I wouldn't use the word "only" to talk about ~1500 nodes: we're talking about 20% of the tor network.

Thus, it would be able to remove the anonymity of users — clients and hidden services — by tracking packets end-to-end through special patterns identified or set up in the packets. It seems that the FBI operated in this way when it dismantled the silk road in 2014

This is pure fantasy.

These node subsets of higher interest are then privileged targets for DDoS (mandatorily from outside the Tor network) or coordinated targeted malware attacks. Therefore, it is interesting to carry out a security analysis of the ports and services which are opened for each of them, since they can constitute potential entry points (a vulnerability scan to look for 0-day vulnerabilities is also a required step).

If you have an RCE in tor, there is no need to target specific nodes since you can just spray. If you have an RCE in Linux, there are easier and better ways to get control of the network…

Also, I'm curious about what the authors meant by "a vulnerability scan to look for 0-day vulnerabilities".

We have used a massive scan tool designed in our lab to analyze top significant routers involved in 50% of the Tor traf- fic, as well as the first thousand ports and a few ot- her frequently used ones

I guess nmap isn't hype enough?

In addition, these ports are possible targets that can be overwhelmed by syn flooding attacks.

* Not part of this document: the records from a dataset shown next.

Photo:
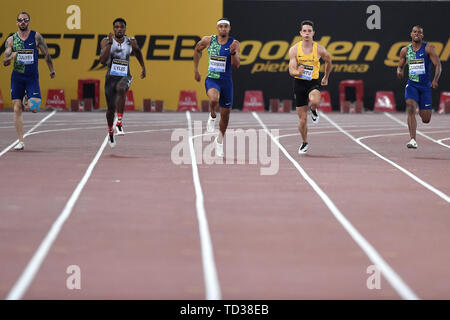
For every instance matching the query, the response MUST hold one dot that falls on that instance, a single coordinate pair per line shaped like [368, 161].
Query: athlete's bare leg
[18, 119]
[121, 92]
[425, 114]
[302, 113]
[314, 99]
[411, 106]
[223, 125]
[213, 95]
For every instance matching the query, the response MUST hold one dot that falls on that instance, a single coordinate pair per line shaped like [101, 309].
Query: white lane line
[27, 133]
[27, 276]
[209, 267]
[392, 277]
[417, 131]
[444, 139]
[409, 174]
[395, 134]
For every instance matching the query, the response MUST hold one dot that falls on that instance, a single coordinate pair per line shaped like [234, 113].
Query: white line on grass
[392, 277]
[27, 133]
[409, 174]
[209, 267]
[27, 276]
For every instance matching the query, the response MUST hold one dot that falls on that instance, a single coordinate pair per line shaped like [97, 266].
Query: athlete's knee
[121, 90]
[410, 107]
[214, 101]
[426, 117]
[34, 104]
[314, 101]
[17, 106]
[302, 122]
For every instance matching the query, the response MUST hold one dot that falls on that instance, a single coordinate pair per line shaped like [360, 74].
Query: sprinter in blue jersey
[418, 55]
[22, 49]
[224, 53]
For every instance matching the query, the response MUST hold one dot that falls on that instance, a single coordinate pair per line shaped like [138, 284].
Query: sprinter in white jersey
[115, 54]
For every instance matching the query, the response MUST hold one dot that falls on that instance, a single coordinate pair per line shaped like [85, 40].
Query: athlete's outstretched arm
[235, 51]
[105, 48]
[199, 47]
[9, 54]
[401, 63]
[429, 49]
[323, 53]
[44, 49]
[294, 69]
[138, 53]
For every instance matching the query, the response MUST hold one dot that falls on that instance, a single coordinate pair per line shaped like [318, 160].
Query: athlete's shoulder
[404, 50]
[293, 50]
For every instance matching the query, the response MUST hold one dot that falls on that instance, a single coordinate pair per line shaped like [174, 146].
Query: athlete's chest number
[416, 67]
[119, 68]
[217, 63]
[307, 72]
[25, 56]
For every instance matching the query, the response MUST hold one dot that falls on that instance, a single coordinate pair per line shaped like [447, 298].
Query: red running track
[134, 231]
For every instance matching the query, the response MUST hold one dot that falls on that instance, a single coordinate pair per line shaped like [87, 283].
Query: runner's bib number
[119, 68]
[217, 63]
[307, 72]
[416, 66]
[25, 56]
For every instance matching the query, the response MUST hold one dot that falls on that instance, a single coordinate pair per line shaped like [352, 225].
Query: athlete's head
[307, 29]
[23, 21]
[417, 34]
[120, 26]
[223, 27]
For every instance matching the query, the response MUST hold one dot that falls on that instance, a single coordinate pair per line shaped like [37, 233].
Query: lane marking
[27, 276]
[409, 174]
[392, 277]
[211, 279]
[417, 131]
[27, 133]
[395, 134]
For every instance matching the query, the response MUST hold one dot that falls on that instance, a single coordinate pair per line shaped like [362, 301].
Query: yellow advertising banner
[166, 31]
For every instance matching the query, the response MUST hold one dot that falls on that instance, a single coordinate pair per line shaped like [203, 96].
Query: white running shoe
[119, 130]
[412, 144]
[211, 123]
[303, 148]
[315, 116]
[20, 146]
[219, 148]
[111, 141]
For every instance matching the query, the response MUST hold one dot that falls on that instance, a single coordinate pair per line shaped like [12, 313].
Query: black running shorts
[111, 88]
[302, 88]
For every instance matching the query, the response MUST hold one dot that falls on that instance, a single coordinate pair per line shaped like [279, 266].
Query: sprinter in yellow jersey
[304, 67]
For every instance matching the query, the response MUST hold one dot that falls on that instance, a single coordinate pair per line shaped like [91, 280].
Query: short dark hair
[120, 20]
[308, 23]
[23, 12]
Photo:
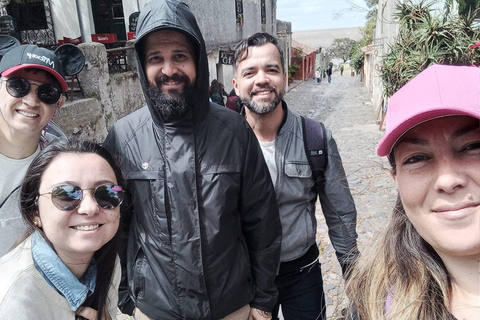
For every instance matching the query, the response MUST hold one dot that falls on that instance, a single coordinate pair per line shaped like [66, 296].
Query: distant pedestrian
[233, 102]
[318, 75]
[329, 73]
[217, 92]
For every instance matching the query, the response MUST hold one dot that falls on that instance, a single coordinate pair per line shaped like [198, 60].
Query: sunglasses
[20, 87]
[68, 197]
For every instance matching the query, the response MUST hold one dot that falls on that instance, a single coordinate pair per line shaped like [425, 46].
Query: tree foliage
[356, 54]
[341, 48]
[425, 39]
[466, 6]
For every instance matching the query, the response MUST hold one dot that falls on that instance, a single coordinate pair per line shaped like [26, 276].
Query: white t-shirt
[11, 176]
[268, 150]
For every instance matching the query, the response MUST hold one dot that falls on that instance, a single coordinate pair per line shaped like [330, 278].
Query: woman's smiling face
[82, 231]
[438, 177]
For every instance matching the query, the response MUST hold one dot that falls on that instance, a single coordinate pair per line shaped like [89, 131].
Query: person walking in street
[66, 265]
[203, 226]
[318, 75]
[425, 263]
[260, 81]
[329, 73]
[217, 92]
[31, 92]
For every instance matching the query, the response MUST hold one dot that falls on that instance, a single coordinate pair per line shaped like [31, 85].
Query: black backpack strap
[315, 142]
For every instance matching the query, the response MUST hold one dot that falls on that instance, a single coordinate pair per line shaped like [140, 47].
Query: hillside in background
[324, 38]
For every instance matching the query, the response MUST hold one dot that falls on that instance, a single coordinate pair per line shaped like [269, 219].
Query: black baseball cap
[32, 56]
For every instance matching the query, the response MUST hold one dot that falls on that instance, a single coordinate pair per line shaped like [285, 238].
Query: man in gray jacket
[202, 222]
[260, 83]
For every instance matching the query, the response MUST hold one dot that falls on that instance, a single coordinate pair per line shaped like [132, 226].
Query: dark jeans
[301, 294]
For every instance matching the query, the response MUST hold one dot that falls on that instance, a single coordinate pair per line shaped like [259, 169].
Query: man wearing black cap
[202, 223]
[31, 85]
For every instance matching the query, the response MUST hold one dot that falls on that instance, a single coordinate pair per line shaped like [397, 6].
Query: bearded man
[260, 83]
[201, 224]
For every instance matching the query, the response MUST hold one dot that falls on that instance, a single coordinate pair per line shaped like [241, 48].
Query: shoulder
[226, 119]
[134, 119]
[16, 268]
[23, 291]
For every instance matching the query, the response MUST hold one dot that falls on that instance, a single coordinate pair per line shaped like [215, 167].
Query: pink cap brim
[438, 91]
[388, 141]
[60, 79]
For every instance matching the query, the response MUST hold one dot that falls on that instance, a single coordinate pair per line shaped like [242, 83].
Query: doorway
[108, 17]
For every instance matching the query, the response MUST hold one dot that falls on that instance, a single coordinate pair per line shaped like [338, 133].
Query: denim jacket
[56, 273]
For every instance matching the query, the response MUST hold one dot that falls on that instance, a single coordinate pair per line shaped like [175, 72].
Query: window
[28, 14]
[263, 12]
[239, 12]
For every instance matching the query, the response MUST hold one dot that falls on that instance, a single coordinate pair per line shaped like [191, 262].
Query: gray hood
[174, 15]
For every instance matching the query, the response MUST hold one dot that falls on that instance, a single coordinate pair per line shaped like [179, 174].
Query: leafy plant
[356, 54]
[292, 70]
[341, 48]
[425, 39]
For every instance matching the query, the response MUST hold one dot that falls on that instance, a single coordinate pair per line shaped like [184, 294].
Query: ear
[394, 177]
[235, 86]
[37, 221]
[61, 102]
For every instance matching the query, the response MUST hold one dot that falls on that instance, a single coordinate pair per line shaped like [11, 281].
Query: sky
[321, 14]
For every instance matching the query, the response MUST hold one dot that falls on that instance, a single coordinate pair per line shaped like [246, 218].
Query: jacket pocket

We're not in the 90s, SYN flood isn't a thing anymore.

As far as bridge routers are concerned, a corrupted machine in middle position could count the number of network frames it is relaying when constructing a circuit. It could then determine its own position and hence compare the IP address of the machine right before its own position with those listed by the foundation. It would enable to determine whether the input router is a bridge or not. In order to prevent such an attack, it is envisaged to always insert a guard router between the bridge and the middle router. Thus, hidden nodes would be drowned within network users.

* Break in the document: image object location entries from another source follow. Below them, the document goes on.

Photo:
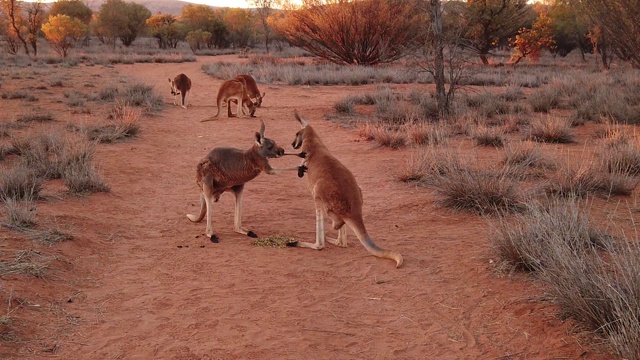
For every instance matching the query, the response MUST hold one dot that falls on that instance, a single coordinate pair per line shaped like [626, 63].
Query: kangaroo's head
[174, 90]
[267, 148]
[297, 142]
[252, 106]
[259, 99]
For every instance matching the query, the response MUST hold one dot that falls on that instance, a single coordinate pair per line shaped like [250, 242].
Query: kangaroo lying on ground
[180, 85]
[225, 169]
[230, 90]
[336, 194]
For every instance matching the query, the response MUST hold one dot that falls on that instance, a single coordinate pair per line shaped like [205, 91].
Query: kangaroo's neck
[253, 157]
[311, 143]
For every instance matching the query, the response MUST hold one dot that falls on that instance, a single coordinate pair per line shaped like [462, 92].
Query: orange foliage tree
[62, 32]
[530, 42]
[361, 32]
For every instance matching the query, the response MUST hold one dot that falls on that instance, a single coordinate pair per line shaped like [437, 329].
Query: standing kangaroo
[225, 169]
[252, 88]
[180, 85]
[335, 193]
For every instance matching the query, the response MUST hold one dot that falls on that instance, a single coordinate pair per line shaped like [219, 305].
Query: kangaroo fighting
[180, 85]
[229, 169]
[336, 194]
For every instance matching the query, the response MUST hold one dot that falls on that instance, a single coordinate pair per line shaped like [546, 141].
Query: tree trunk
[438, 37]
[484, 59]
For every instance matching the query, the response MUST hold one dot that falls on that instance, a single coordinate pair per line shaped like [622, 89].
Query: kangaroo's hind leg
[237, 191]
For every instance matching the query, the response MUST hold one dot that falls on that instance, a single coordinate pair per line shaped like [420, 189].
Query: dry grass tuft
[489, 136]
[20, 214]
[275, 241]
[551, 129]
[427, 133]
[382, 134]
[25, 262]
[592, 178]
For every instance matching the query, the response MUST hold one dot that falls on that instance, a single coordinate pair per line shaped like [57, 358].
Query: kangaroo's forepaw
[301, 170]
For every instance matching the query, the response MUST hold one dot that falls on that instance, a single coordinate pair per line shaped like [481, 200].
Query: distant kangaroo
[230, 90]
[335, 193]
[225, 169]
[180, 85]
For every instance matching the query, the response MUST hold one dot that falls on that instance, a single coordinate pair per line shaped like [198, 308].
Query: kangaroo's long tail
[372, 248]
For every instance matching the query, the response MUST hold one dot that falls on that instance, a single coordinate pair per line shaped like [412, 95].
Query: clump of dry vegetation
[593, 277]
[551, 129]
[489, 136]
[383, 134]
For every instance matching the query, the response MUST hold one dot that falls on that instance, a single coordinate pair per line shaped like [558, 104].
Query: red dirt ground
[143, 282]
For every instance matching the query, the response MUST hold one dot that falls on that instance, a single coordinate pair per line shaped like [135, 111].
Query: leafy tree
[619, 21]
[198, 39]
[203, 17]
[137, 16]
[491, 23]
[73, 8]
[264, 9]
[530, 42]
[240, 24]
[570, 27]
[166, 29]
[362, 32]
[62, 32]
[16, 28]
[121, 20]
[35, 14]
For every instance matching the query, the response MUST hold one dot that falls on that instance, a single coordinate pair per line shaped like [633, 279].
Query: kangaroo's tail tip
[399, 260]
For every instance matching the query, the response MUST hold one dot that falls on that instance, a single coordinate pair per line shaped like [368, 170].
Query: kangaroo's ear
[302, 121]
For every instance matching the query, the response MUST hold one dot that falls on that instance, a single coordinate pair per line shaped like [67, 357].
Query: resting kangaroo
[226, 169]
[336, 194]
[233, 89]
[180, 85]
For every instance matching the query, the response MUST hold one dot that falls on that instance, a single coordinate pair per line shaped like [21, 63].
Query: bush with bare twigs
[594, 278]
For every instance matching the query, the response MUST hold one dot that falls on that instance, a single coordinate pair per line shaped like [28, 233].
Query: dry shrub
[599, 289]
[523, 240]
[35, 117]
[621, 153]
[20, 182]
[551, 129]
[345, 106]
[142, 95]
[25, 262]
[426, 133]
[125, 124]
[382, 134]
[590, 178]
[78, 171]
[527, 155]
[489, 136]
[544, 99]
[20, 213]
[480, 191]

This attack is outlined in Roger Dingledine's Ten ways to discover Tor bridges from 2011, summarized in a blogpost from the Tor project. Also, the solution proposed here is naïve compared to the one from Dingledine's paper.

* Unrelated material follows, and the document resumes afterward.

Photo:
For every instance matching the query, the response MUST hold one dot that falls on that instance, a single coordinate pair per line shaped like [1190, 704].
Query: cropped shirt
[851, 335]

Our study tends to prove that the security of the Tor network is not optimal. Indeed, since overall security is based on the individual good practices of the router owners, the maximum level that will be reached will not exceed that of the weakest link.

This is also bullshit: the tor network is designed to accommodate a minority of malicious/weak/misconfigured/potato/… nodes. Imagine if this wasn't the case, and if the proposition was true: a single malicious node would bring "the security of the Tor network" down to zero.

It is also important to note that local security (of nodes and servers, protocol strength...) is not sufficient as soon as we deal with a worldwide infrastructure.

I don't understand where this is coming from, or even what it means.

Having a more global and higher point of view is also important. In this respect, our study has showed the Tor infrastructure too much relies actually on a reduced number of nodes.

The diversity problem has been known for years, and there is nothing novel presented here.

Amusingly, a couple of graphs are presented in the appendix of the paper, to illustrate that whatever they are showing (there are no units on them) is a power-law. Unfortunately, it looks way more like a normal distribution:

Figure 5: Inverse cumulative density functions of data compared to the fitted law. The red dotted line (resp. green and blue) describes the power law (resp. log-normal and exponential law).

Fig0 Fig1 Fig2 Fig3

Figure 6: Inverse cumulative density functions of data compared to the fitted law (1-billion top TOR routes). The red dotted line (resp. green and blue) describes the power law (resp. log-normal and exponential law).

Fig4 Fig5 Fig6 Fig7

They are respectively designated as "All OR", "OR guard", "OR middle", "OR exit", "All OR", "OR guard", "OR middle" and "OR exit".


Conclusion

Like the previous paper, this one is also written in broken English, full of silly mistakes (which could be excusable if the paper wasn't reviewed by 3 different conferences and a journal.), filled with approximations, sheer clickbaity inventions and bad approximations about Tor.